The most recent annual “Causes and Impacts of Data Centre Outages” report by the Uptime Institute gives a fascinating snapshot of the industry. Key findings include:
- The frequency of data centre outages continues to be a source of concern for both customers and operators:
- Power issues remain the most common cause of disruption but constitute a declining share of outages; and
- There were fewer “severe” outages in 2020 than in 2019.
The overall frequency of data centre outages appears largely unchanged, with 76% or organisations reporting some form of outage in the last three years (compared to 74% in the previous report). As regards publicly-reported outages, there was a slight fall from 163 in 2019 to 119 in 2020. This may, in part, reflect a reduction in the impact of outages, with only 6% of organisations reporting a “severe” incident in the last three years (compared with 11% in the previous report).
Looking in more detail at the distribution of impacts, the picture over the last few years is somewhat confusing.
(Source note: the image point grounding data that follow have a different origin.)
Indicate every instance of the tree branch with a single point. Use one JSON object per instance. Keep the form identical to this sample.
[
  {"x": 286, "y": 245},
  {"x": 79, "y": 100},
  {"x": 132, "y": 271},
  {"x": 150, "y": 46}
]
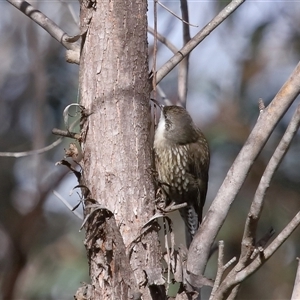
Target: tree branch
[
  {"x": 237, "y": 174},
  {"x": 184, "y": 64},
  {"x": 248, "y": 242},
  {"x": 31, "y": 152},
  {"x": 163, "y": 40},
  {"x": 53, "y": 29},
  {"x": 194, "y": 42},
  {"x": 296, "y": 289},
  {"x": 235, "y": 277}
]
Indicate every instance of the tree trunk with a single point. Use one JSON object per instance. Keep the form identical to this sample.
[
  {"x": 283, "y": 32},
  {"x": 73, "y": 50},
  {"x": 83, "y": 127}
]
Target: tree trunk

I say “confusing” because the median duration, that is the length of a typical outage, has increased considerably over the last few years; but the likelihood of an extended outage has fallen. For example there was a 16% chance of an outage of greater than 24 hours in 2018, but only an 11% chance in 2020.
Power issues are, once again, the most common cause of data centre outages at 37%; but this is well down on the historical average (since 1994) of 80%. Within this overall category, failure of UPSs is the single biggest cause. Software and IT systems errors are now the second largest cause of disruptions at 22%. Whilst the recent major fire at OVH’s site in Strasbourg attracted much publicity; fires account for only a tiny number of disruptions overall.
Coming on the back of the OVH disruption, this is a further reminder to all of us of the need to manage the risk of a data centre outage; even if our systems are hosted in a top-tier facility.